II. Abdülhamid döneminde Fransızlar tarafından inşa edilen Cendere Pompa İstasyonu, Kağıthane kaynak sularının şehre taşınması için yapılmıştı. Balmumcu-Beşiktaş-Tophane hattına su dağıtan ve günde 1200 metreküp su pompalayan tesiste, buhar gücüyle suyun yükseltilmesini sağlayan iki makine ve bu makinelere ait kazanlar yer alıyordu. Yapısal olarak en dikkat çeken özelliği de tuğladan yapılmış 33 metre uzunluğundaki bacasıydı.
Geçmişte İstanbulluların su ihtiyacını önemli ölçüde karşılayan tesis, teknolojinin gelişmesi, su dağıtımında modern çözümlerin tercih edilmesiyle işlevini kaybetmeye başladı. 1999’da sosyal ve kültürel bir merkez olması hedeflenmiş, Su Medeniyetleri Müzesi olması amaçlanarak 2011’de restorasyon çalışmaları yapılmış olsa da bu fikirler hayata geçemedi ve tesis, günümüze dek herhangi bir amaç için kullanılmadı.
100 yılı geride bırakan endüstri mirası Cendere Pompa İstasyonu, İstanbul’un en özel kültür sanat alanlarından biri olarak Cendere Sanat Müzesi adıyla yeniden hayatımıza dahil oldu.
Cendere Sanat’ın ilk sergisi Akışın Tanığı adını taşıyor.
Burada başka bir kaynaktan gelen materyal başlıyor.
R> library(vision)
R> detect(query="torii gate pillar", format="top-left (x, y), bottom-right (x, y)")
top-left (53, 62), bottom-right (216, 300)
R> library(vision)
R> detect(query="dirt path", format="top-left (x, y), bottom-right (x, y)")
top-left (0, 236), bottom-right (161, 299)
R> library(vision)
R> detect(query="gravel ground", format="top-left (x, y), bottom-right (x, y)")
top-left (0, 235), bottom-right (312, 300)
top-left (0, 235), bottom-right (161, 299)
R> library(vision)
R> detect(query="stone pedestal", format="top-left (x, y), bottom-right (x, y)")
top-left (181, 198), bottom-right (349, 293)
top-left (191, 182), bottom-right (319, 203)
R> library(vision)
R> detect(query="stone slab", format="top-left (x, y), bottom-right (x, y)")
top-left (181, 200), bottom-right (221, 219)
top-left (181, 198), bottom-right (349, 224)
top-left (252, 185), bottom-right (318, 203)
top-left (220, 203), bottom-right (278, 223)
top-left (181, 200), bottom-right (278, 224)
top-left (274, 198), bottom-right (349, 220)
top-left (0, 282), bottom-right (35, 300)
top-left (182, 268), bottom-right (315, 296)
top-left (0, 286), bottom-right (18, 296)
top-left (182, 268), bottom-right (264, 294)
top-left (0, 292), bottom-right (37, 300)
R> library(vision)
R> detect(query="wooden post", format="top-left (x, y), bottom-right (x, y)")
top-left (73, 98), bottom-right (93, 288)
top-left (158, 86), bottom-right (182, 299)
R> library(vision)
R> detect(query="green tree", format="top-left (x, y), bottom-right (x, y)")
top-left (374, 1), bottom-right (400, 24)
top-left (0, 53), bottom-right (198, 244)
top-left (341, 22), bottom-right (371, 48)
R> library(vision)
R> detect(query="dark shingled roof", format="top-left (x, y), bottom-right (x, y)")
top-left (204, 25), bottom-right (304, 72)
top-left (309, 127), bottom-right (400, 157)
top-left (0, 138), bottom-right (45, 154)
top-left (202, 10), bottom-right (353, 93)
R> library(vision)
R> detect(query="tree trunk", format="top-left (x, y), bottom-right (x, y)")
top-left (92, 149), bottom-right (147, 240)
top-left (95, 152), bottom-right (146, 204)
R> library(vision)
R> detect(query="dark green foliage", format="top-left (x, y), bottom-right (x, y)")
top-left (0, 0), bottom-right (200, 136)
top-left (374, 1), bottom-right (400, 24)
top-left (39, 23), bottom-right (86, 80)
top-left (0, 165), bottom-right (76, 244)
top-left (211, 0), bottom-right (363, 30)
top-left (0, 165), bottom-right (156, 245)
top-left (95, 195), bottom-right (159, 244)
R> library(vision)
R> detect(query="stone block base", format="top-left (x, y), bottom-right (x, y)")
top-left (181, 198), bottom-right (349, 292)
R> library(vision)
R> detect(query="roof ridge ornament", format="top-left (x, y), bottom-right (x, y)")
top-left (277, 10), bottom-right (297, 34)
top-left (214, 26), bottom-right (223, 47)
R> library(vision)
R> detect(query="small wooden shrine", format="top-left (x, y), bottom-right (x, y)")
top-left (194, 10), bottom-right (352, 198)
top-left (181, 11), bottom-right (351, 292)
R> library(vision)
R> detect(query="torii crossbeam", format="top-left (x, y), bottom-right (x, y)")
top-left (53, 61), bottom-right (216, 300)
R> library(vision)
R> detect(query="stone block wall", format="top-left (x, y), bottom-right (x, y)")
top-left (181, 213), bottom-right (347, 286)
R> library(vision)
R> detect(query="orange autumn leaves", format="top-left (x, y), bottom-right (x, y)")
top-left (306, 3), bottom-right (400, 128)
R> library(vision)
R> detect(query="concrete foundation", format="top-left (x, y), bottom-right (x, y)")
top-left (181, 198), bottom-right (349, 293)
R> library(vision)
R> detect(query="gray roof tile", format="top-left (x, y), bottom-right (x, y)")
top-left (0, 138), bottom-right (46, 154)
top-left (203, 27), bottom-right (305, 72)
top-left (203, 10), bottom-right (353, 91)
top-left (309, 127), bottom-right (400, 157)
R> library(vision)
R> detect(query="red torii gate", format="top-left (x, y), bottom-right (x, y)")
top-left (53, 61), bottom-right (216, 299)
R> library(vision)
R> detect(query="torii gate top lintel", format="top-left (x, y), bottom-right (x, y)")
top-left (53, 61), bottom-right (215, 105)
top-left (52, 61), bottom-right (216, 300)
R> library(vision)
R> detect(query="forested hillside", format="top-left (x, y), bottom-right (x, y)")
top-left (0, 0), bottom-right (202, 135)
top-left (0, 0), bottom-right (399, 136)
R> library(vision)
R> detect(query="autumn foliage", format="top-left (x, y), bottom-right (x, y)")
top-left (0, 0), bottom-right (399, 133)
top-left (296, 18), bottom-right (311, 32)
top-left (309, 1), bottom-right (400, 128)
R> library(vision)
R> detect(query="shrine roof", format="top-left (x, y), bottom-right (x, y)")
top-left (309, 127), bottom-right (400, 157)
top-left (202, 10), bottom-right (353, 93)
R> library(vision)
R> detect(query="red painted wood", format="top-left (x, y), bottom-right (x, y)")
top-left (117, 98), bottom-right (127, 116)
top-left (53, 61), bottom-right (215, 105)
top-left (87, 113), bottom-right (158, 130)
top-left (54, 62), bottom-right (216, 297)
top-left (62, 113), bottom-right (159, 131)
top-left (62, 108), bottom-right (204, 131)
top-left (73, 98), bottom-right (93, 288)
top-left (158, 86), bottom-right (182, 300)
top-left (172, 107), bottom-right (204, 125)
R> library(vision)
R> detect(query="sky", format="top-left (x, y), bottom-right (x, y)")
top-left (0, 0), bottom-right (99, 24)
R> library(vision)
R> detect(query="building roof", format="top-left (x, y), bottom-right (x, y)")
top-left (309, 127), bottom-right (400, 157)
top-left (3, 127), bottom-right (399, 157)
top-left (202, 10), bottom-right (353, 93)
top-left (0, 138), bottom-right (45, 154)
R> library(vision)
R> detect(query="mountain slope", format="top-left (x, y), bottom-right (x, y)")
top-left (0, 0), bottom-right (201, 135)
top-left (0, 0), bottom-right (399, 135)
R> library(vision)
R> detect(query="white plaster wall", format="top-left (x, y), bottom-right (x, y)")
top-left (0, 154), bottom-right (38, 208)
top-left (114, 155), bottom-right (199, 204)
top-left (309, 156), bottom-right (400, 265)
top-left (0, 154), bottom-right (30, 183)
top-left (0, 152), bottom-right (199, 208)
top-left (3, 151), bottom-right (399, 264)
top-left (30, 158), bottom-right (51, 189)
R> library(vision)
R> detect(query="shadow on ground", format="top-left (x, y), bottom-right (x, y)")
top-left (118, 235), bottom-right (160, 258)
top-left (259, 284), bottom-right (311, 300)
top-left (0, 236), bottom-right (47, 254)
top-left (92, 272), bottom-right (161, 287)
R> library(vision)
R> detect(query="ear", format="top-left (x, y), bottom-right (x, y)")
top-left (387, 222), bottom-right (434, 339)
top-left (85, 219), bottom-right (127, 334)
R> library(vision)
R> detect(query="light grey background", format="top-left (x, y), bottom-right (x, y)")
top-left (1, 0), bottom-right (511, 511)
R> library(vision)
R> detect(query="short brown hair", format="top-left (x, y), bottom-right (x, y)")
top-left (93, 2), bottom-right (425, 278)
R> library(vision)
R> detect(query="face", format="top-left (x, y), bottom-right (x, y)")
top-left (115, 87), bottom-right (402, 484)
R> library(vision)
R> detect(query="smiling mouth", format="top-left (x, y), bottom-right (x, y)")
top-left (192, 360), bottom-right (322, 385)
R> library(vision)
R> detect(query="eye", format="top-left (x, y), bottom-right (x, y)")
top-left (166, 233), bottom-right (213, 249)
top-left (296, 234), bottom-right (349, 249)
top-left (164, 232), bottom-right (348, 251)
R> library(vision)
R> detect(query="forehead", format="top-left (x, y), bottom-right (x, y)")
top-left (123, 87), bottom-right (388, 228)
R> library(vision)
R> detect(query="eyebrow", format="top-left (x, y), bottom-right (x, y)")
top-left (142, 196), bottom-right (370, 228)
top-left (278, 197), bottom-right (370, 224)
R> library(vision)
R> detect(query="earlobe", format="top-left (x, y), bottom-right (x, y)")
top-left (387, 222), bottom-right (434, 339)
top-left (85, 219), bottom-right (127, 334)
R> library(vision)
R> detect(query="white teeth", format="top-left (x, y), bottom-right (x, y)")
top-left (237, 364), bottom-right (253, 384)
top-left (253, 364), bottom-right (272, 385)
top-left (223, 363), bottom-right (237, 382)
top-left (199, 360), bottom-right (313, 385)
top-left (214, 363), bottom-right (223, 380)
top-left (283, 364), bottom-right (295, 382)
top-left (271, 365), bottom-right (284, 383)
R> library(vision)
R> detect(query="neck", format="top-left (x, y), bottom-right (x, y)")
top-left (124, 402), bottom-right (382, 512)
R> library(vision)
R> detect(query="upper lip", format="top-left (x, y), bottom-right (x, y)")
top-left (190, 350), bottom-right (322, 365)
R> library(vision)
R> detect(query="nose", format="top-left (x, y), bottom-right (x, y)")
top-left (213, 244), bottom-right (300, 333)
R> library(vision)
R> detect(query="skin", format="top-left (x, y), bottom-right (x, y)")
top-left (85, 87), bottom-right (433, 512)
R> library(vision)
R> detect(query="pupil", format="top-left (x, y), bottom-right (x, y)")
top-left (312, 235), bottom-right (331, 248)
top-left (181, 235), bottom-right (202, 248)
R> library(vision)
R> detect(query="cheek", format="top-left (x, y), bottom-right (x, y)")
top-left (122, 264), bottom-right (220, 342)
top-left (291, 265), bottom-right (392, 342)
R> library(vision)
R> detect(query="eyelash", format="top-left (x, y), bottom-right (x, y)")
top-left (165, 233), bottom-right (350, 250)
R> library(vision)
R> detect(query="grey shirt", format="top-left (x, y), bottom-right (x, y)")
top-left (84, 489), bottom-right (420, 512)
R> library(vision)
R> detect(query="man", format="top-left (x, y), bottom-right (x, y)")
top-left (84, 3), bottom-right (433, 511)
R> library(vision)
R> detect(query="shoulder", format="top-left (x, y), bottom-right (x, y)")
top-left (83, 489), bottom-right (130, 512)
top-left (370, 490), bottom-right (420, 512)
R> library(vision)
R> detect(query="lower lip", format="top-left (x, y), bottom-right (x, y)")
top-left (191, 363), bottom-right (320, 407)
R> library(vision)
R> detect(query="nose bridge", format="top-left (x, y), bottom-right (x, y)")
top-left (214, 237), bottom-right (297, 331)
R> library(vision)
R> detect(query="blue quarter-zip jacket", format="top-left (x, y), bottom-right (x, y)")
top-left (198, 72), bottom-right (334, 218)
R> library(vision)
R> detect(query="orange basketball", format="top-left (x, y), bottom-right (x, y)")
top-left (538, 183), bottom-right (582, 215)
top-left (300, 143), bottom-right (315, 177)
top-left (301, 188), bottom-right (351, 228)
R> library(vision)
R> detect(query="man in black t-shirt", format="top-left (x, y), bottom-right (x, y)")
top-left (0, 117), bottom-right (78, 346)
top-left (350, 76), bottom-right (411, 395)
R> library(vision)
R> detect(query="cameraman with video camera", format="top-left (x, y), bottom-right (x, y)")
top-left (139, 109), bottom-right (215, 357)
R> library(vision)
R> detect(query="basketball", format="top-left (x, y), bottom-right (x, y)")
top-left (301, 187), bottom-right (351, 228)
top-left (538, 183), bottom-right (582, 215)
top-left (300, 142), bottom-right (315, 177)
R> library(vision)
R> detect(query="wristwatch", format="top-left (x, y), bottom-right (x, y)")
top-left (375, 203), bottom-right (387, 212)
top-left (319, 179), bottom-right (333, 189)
Küratörlüğünü Derya Yücel, Ebru Yetişkin ve Marcus Graf’ın üstlendiği sergi, 23 sanatçıyı suya yerleşen imgeler temasıyla bir araya getirdi. 30 Nisan 2023 tarihine kadar görülebilecek sergiye ev sahipliği yapan Cendere Sanat kapıları tüm İstanbullular için açık. Bir sonraki kahve molanızı Cendere Sanat’ta vermek istemez misiniz?